The registration holder shall follow up the medicinal product and suggest necessary variations. The holder is committed to inform the NoMA about any prohibitions and any limitations that are imposed in an EEA country where the product is approved and distributed. The registration holder is obliged to provide the NoMA with information about the distribution of the medicinal product. The legislation covering pharmacovigilance are not in force for homeopathic medicinal products.
The registration holder shall keep himself updated on the development of the relevant medicinal field. If the technical development proceeds in a direction that makes it necessary to make changes in the methods used for manufacturing or quality control, the registration holder is obliged to apply for a variation. This is also applicable in the case of new safety data.
If it is necessary to make modifications in the documentation and/or the packaging materials, the registration holder shall submit an application to the NoMA. If the registration holder wishes to make changes to the product, an application for a variation shall be submitted to the NoMA for approval.
Examples of modifications that might be relevant is changes in:
- Manufacturing method
- Composition of the product
- Packaging material or packaging size
- Quality standards or analytical methods
- Manufacturer or supplier of excipients, raw materials, stock, or the final product
- Responsibility for batch release
- Registration holder
- The name of the product
- The appearance of the mock-ups
New safety data shall also be submitted to the NoMA. More information about application for variations will be published in 2017.

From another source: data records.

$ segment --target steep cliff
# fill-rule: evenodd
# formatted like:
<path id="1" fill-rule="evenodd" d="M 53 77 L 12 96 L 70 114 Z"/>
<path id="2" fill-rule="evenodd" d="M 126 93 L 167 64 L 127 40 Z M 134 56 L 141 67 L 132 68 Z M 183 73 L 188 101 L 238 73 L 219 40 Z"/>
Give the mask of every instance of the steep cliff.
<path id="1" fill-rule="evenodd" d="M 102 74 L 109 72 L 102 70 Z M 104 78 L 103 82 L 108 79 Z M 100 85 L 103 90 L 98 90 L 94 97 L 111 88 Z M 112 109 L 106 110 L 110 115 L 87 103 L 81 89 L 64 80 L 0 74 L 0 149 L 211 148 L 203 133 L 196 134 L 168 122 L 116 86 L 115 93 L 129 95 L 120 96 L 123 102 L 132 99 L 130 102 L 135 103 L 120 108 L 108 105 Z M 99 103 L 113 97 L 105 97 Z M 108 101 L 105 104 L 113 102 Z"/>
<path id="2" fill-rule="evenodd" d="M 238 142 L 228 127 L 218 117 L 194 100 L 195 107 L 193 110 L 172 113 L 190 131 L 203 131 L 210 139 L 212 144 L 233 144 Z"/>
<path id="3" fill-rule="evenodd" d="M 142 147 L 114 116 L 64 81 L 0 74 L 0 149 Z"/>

Withdrawal of registration
The NoMA may withdraw a registration in cases where the:
- product no longer fulfills the requirements for quality and safety
- information that was given in connection with the application is incorrect
- production does not proceed in accordance with the submitted documents
- quality is not controlled according to approved specifications
For supplementary information please refer to “Forskrift om legemidler” i.e. Norwegian Medicinal Products Regulation, Directive 2001/83/EC and Directive 2001/82/EC.
Registration of a homeopathic medicinal product that within three years of its granting is not followed by the actual placing on the market of the registered product shall cease to be valid. When a registered product previously placed on the market is no longer actually present on the market for a period of three consecutive years, the registration for that product shall cease to be valid.